Which platforms have the largest/most relevant developer audiences—and what metrics matter?
Look at measurable signals instead of vibes:
- Monthly unique visitors and pageviews (overall and by topic)
- Email/newsletter subscribers and open/click rates
- Social and in‑platform follower counts (publication followers, starred writers)
- Post‑level engagement: median reads, comments, saves, and time on page
- Search footprint: percent of traffic from organic search vs. internal distribution
- Geographic reach and language coverage
- Acceptance rate and time‑to‑publish for editorial outlets
- Backlink and canonical support policies (for SEO and attribution)

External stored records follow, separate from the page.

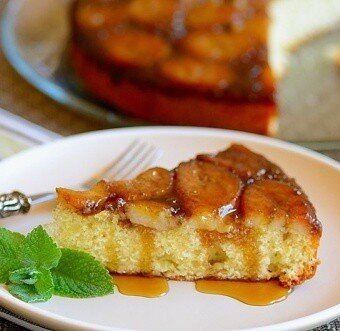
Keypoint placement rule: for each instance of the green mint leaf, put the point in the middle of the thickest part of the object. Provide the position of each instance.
(40, 250)
(27, 276)
(10, 247)
(29, 293)
(80, 275)
(44, 283)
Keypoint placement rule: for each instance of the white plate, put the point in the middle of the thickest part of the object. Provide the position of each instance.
(69, 161)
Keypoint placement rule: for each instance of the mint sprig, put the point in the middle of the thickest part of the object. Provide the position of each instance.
(79, 274)
(10, 246)
(35, 268)
(40, 250)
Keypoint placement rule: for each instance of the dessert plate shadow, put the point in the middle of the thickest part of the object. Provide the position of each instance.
(69, 161)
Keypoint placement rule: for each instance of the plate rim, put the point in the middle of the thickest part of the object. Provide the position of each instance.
(310, 321)
(78, 104)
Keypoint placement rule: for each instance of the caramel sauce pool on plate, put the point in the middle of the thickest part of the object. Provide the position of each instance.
(251, 293)
(149, 287)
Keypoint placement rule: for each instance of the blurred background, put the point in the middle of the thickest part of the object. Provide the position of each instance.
(39, 82)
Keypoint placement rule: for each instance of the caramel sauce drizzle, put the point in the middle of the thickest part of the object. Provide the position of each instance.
(148, 287)
(251, 293)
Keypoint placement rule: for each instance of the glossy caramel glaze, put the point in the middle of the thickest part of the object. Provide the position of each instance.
(231, 185)
(251, 293)
(211, 49)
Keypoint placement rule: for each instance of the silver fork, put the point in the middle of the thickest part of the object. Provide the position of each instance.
(135, 158)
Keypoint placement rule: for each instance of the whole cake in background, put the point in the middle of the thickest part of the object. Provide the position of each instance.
(199, 63)
(193, 62)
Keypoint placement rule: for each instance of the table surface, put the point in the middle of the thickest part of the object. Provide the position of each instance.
(19, 97)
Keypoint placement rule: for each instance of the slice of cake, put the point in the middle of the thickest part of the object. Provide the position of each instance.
(233, 215)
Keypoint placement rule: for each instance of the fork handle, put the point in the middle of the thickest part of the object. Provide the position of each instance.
(14, 203)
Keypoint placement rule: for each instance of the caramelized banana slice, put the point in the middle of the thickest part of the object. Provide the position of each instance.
(280, 203)
(248, 165)
(151, 184)
(217, 46)
(207, 15)
(85, 202)
(153, 13)
(204, 187)
(194, 73)
(134, 48)
(152, 214)
(94, 16)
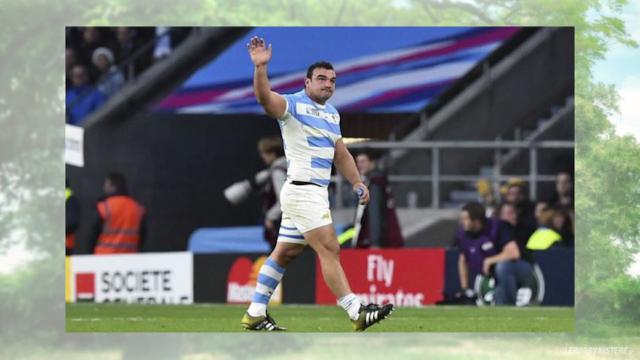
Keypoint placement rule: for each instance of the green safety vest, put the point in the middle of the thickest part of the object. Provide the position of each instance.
(542, 239)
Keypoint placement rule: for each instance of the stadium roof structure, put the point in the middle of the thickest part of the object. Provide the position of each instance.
(379, 70)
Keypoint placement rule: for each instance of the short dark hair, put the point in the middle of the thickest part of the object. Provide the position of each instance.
(319, 64)
(118, 181)
(476, 210)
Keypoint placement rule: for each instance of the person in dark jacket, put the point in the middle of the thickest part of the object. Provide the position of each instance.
(378, 225)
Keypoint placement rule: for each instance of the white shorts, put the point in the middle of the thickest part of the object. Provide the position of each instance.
(304, 208)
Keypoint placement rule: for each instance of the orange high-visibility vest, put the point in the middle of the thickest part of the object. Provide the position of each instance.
(121, 219)
(70, 239)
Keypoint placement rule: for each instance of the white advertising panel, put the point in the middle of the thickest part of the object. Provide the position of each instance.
(160, 278)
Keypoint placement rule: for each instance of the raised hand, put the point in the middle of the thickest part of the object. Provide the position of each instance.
(258, 50)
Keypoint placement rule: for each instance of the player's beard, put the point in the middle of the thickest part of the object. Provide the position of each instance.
(324, 95)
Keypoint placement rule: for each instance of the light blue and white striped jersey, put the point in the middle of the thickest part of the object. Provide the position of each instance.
(309, 134)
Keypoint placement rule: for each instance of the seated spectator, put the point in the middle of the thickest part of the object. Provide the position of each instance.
(92, 38)
(545, 236)
(111, 78)
(562, 222)
(508, 213)
(128, 43)
(514, 261)
(563, 196)
(82, 98)
(70, 61)
(378, 225)
(485, 194)
(478, 238)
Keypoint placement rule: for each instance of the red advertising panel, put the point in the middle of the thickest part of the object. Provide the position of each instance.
(403, 277)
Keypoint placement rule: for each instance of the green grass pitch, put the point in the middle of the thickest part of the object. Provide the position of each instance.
(90, 317)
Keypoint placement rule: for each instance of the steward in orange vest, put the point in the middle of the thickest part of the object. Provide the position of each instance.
(120, 226)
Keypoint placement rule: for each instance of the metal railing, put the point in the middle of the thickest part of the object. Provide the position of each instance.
(436, 177)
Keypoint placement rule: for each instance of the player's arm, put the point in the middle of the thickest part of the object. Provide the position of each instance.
(273, 103)
(347, 167)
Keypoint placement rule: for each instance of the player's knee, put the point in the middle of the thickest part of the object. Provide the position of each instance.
(286, 255)
(331, 248)
(503, 269)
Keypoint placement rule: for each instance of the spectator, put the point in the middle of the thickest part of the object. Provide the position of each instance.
(167, 39)
(563, 196)
(526, 222)
(72, 219)
(514, 263)
(272, 154)
(81, 98)
(508, 213)
(545, 236)
(128, 43)
(70, 61)
(478, 238)
(111, 78)
(378, 225)
(92, 38)
(119, 224)
(562, 223)
(485, 194)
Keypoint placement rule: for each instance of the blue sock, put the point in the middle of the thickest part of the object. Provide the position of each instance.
(268, 279)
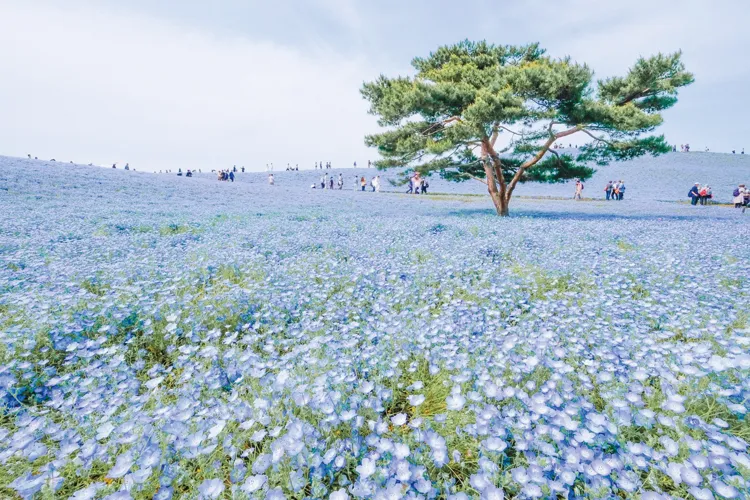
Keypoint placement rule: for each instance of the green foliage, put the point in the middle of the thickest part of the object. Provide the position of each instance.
(447, 118)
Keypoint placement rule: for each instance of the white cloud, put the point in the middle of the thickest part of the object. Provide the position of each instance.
(89, 84)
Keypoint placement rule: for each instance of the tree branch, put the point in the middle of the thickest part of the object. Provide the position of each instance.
(477, 179)
(599, 139)
(542, 151)
(635, 95)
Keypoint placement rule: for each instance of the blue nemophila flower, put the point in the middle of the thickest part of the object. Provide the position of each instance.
(211, 488)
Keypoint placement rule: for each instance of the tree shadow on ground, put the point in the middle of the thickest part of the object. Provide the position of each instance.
(593, 216)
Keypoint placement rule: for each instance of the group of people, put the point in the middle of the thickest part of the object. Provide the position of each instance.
(226, 175)
(614, 190)
(417, 184)
(360, 183)
(700, 194)
(741, 197)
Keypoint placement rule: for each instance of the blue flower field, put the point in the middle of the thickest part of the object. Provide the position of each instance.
(169, 337)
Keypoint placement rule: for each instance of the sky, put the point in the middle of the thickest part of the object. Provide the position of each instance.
(167, 84)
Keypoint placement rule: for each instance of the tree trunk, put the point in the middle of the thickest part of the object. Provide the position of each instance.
(501, 204)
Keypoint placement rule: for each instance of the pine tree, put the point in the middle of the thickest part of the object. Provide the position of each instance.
(448, 117)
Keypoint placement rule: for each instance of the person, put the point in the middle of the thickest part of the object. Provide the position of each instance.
(579, 190)
(738, 196)
(703, 195)
(694, 193)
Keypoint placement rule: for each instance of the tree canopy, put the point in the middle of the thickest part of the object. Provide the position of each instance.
(448, 117)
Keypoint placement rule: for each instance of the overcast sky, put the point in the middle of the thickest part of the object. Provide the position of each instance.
(195, 84)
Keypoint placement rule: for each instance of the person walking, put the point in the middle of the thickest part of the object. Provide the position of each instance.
(694, 194)
(703, 195)
(738, 196)
(579, 190)
(417, 184)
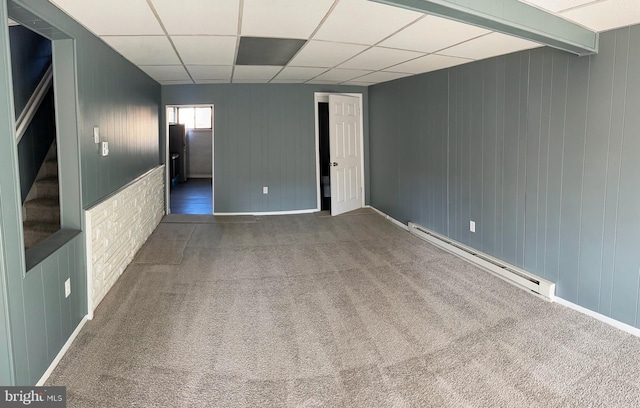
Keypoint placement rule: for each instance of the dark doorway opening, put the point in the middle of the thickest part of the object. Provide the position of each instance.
(325, 156)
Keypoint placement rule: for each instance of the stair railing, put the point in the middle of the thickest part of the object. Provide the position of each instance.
(29, 111)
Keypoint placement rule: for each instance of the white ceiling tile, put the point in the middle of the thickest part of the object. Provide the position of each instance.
(176, 82)
(557, 5)
(342, 75)
(356, 83)
(364, 22)
(323, 82)
(432, 62)
(212, 72)
(283, 18)
(606, 15)
(166, 72)
(287, 81)
(206, 50)
(325, 54)
(145, 50)
(255, 72)
(218, 17)
(378, 58)
(377, 77)
(250, 81)
(113, 17)
(432, 33)
(213, 81)
(489, 45)
(301, 73)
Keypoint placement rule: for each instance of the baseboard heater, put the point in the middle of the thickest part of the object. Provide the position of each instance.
(503, 270)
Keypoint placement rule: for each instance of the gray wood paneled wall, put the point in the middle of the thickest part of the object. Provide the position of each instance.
(539, 148)
(124, 103)
(264, 135)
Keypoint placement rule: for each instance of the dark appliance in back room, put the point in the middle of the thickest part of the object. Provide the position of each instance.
(178, 145)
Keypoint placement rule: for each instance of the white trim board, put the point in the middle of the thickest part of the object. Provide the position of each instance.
(598, 316)
(393, 220)
(61, 353)
(257, 214)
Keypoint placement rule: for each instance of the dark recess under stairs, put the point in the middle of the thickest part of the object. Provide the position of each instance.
(42, 213)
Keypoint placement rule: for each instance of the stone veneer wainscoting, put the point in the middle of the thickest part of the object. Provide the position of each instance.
(118, 227)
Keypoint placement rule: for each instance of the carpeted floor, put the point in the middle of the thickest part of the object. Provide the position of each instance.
(348, 311)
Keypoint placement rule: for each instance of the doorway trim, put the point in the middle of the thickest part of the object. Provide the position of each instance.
(324, 97)
(167, 190)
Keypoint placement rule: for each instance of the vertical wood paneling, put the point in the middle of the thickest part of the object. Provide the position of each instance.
(264, 135)
(532, 186)
(595, 172)
(542, 154)
(475, 156)
(510, 166)
(53, 293)
(36, 325)
(543, 165)
(487, 225)
(613, 169)
(499, 154)
(554, 171)
(572, 176)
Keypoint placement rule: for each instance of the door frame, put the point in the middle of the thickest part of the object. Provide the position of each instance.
(167, 167)
(324, 97)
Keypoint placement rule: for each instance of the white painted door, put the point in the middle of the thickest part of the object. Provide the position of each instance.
(345, 151)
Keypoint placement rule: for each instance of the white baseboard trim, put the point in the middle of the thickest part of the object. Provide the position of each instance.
(258, 214)
(598, 316)
(62, 352)
(393, 220)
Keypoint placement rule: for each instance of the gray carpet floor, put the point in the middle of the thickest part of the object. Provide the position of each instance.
(348, 311)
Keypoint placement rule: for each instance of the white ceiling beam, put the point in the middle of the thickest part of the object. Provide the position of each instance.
(510, 17)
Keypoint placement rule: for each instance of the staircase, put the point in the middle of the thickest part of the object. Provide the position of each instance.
(41, 210)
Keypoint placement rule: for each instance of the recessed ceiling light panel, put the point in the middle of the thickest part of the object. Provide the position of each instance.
(267, 51)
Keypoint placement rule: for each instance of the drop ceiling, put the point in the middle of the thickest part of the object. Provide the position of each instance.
(356, 42)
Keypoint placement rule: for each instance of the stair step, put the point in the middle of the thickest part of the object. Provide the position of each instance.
(47, 187)
(51, 167)
(45, 209)
(35, 232)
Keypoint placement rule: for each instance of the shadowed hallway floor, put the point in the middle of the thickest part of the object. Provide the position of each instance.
(194, 196)
(348, 311)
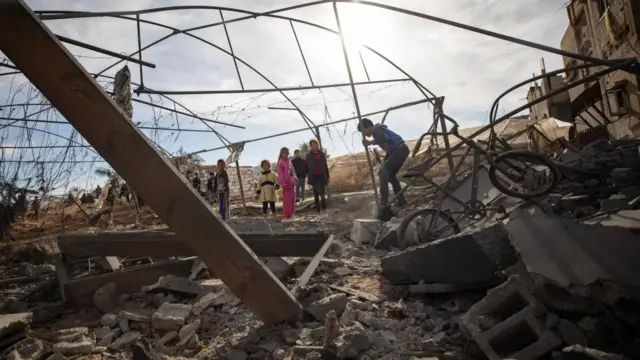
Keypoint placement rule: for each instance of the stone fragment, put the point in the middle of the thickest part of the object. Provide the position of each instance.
(131, 316)
(176, 284)
(125, 340)
(170, 316)
(106, 298)
(387, 236)
(363, 231)
(279, 267)
(235, 354)
(571, 333)
(109, 320)
(467, 258)
(189, 329)
(85, 346)
(71, 334)
(319, 309)
(102, 332)
(124, 325)
(108, 339)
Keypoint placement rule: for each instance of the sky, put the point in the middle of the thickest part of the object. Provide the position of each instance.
(470, 70)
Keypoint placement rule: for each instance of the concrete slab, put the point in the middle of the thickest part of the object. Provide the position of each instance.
(571, 253)
(467, 258)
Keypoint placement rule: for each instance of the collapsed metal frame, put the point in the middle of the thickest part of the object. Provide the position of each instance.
(439, 118)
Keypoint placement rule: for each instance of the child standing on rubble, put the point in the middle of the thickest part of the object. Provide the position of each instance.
(267, 186)
(288, 180)
(222, 188)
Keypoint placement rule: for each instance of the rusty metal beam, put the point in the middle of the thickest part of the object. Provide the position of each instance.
(165, 243)
(78, 293)
(25, 40)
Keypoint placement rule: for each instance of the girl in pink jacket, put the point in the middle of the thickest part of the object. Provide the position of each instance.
(287, 179)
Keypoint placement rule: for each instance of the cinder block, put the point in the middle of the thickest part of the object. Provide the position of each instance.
(509, 323)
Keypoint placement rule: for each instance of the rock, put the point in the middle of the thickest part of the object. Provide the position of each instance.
(291, 336)
(14, 323)
(176, 284)
(70, 335)
(331, 328)
(571, 333)
(342, 271)
(170, 316)
(108, 339)
(106, 298)
(279, 267)
(387, 236)
(124, 325)
(109, 320)
(85, 346)
(131, 316)
(189, 329)
(237, 355)
(352, 342)
(210, 299)
(125, 340)
(56, 356)
(363, 231)
(27, 349)
(102, 332)
(319, 309)
(467, 258)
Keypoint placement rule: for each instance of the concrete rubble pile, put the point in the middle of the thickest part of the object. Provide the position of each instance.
(605, 178)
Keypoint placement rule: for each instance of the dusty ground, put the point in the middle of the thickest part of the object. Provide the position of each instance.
(401, 326)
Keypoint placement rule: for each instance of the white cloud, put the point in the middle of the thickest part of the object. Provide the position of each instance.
(469, 69)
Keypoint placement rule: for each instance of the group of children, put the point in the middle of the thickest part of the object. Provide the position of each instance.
(292, 177)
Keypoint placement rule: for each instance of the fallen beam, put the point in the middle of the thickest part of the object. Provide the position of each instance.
(25, 40)
(78, 293)
(165, 243)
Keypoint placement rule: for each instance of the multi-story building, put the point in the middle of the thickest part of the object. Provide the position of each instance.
(606, 29)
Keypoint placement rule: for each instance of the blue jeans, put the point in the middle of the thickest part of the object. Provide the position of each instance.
(302, 182)
(387, 174)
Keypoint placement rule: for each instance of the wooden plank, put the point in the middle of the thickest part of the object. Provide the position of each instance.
(26, 41)
(79, 292)
(166, 244)
(311, 268)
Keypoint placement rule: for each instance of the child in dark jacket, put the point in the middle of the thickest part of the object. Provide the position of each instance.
(318, 174)
(222, 188)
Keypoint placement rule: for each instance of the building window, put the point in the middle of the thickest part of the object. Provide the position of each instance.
(603, 5)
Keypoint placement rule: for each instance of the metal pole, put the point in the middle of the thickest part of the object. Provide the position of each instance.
(235, 62)
(355, 101)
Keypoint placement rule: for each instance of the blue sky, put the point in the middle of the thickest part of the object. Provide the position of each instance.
(470, 70)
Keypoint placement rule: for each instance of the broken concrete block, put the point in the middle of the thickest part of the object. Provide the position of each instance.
(279, 267)
(125, 340)
(509, 323)
(71, 334)
(363, 231)
(109, 320)
(14, 323)
(387, 236)
(131, 316)
(106, 298)
(466, 258)
(175, 284)
(319, 309)
(108, 339)
(85, 346)
(27, 349)
(189, 329)
(170, 316)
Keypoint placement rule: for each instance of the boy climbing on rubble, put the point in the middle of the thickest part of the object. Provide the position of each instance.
(396, 152)
(222, 188)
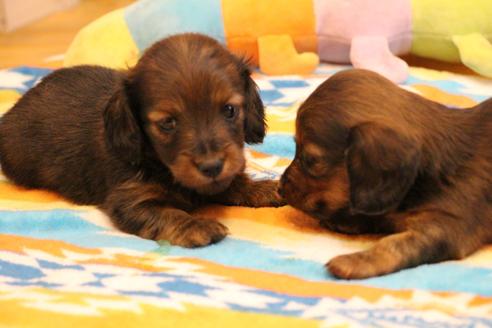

In Plain English by the numbers (as of 2026):
- Global reach: readers in 200+ countries; millions of monthly views across its network and own site
- Community scale: 400,000+ followers across its Medium publications
- Content library: 100,000+ published articles network‑wide; 4,000+ articles on plainenglish.io
- Lifetime impact: 200,000,000+ total views across the network
- Publishing model: contributor submissions, technical syndication (canonical supported), and clearly labeled sponsored developer content for companies
What do editors expect in a guest‑post pitch?
Give them specifics, not fluff.
Quick pitching checklist
- Read contributor guidelines first and mirror their structure/length. 2) Pitch one concrete idea with 1–2 proposed headlines and a 3–5 bullet outline. 3) Explain the reader benefit and fit for their audience. 4) Include 1–2 writing samples (posts, repos, demos). 5) Disclose affiliations or sponsorships. 6) Promise a delivery date and stick to it. 7) Show code and reproducible steps; link to a public repo.
Copy‑paste pitch template
Subject: Pitch — [Proposed title]
Hi [Editor name],
I’d like to contribute a [tutorial/case study/opinion] to [Publication].
Problem and angle: In 2–3 sentences, state the developer problem and your unique approach. Mention the tech stack and outcomes (e.g., performance gains, DX improvements).
Outline:
- [Section 1]: what the reader will build/learn
- [Section 2]: step‑by‑step with code and repo link
- [Section 3]: trade‑offs, pitfalls, and production notes
Why it fits your readers: One sentence mapping the post to their audience and coverage pillars.
About me: [Role/company], [1–2 relevant links to past writing or GitHub]. I can deliver a draft by [date]. Disclosures: [any sponsorships/tools used].
Thanks, [Your name] — [email/X/GitHub]
Bottom line: where should you pitch to reach developers in 2026?
- For speed and engagement, self‑publish on DEV Community or Hashnode and cross‑post with a canonical link.
- For editorial trust and scale, pitch In Plain English or freeCodeCamp; add Hacker Noon/SitePoint/Smashing based on topic.
- For cloud/DevOps and architecture, target DigitalOcean Community, DZone, InfoQ, or The New Stack. Always lead with code, reproducibility, and honest trade‑offs—developer readers reward depth, clarity, and transparency.